We headed out of Soufriere in good time, having been brought my “get out of bed” coffee at 7am which generally does the trick and set sail for St VIncent.  Once away from the lee of St Lucia we met wonderful ocean waves and steady 18 to 20 knot winds and grinned happily as we plied away jauntily making our passage.  We were a little bit miffed that a monohull seemed to be getting ahead of us however many sails we put up, and we did put up both foresails and the main, we weren’t racing of course, but after a close encounter with a large gust decided to be sensible, put in a reef, lost a lot of ground in the process and settled down to simply enjoy the glory of the ride.
Reaching St Vincent we needed to put on our sexy new cagoules as the clouds seemed to be brought on to rain as they crossed over the volcano after days travelling the Atlantic.  One cloud held a nasty little gust which caught me unawares and nearly finished off my Kindle as it was flung across the cockpit as Bob leapt for the main sheet to spill some wind.  I know I shouldn’t have put it under a cushion to protect it from the rain.

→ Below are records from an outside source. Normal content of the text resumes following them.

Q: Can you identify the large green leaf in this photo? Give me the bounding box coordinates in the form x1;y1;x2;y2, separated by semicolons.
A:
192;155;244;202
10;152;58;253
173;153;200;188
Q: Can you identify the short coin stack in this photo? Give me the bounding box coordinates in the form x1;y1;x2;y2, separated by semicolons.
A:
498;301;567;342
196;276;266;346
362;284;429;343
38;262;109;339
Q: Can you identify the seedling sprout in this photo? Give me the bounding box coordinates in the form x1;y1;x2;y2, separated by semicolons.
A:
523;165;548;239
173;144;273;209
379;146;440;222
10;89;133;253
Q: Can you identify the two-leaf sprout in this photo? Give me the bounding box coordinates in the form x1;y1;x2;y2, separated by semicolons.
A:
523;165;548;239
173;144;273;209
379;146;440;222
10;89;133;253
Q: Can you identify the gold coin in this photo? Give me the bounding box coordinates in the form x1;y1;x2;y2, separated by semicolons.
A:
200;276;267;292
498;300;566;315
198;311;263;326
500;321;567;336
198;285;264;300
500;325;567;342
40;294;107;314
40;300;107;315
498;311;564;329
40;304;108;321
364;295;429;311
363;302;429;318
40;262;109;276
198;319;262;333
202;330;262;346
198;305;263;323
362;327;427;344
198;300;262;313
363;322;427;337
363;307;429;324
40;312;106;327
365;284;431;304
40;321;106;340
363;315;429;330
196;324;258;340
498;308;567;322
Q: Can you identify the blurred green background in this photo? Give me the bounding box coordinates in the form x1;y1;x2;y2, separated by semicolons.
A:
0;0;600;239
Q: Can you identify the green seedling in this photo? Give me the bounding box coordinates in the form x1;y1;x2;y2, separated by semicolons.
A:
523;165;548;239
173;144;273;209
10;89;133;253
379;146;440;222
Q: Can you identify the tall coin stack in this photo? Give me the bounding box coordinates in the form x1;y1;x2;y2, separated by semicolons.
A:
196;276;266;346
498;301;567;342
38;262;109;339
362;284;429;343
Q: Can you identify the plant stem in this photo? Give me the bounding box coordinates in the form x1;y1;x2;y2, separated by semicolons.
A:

After that the wind just died and we languidly lolled along, rolled in the sails, put on the motor and puttered into Cumberland Bay where we were greeted by very friendly locals and assisted with our parking, anchored at the front and stern to with a very long rope tied to a handy coconut palm on shore.  The procedure went off very well despite my trepidation at reversing.  We now realise that when the prop angle was changed, to solve a problem introduced way back in Puerto Mogan, that it has taken the prominent cow kick to port out of the manoeuvre.  It is a great improvement.
We are now chilling, actually sweating if the truth were to tell, listening to the locals returning from the sea and preparing the bars and restaurants for later and watching the Germans on the boat next door putting on their ritual show, when taking a shower, rummaging about in their speedos.  Very interesting.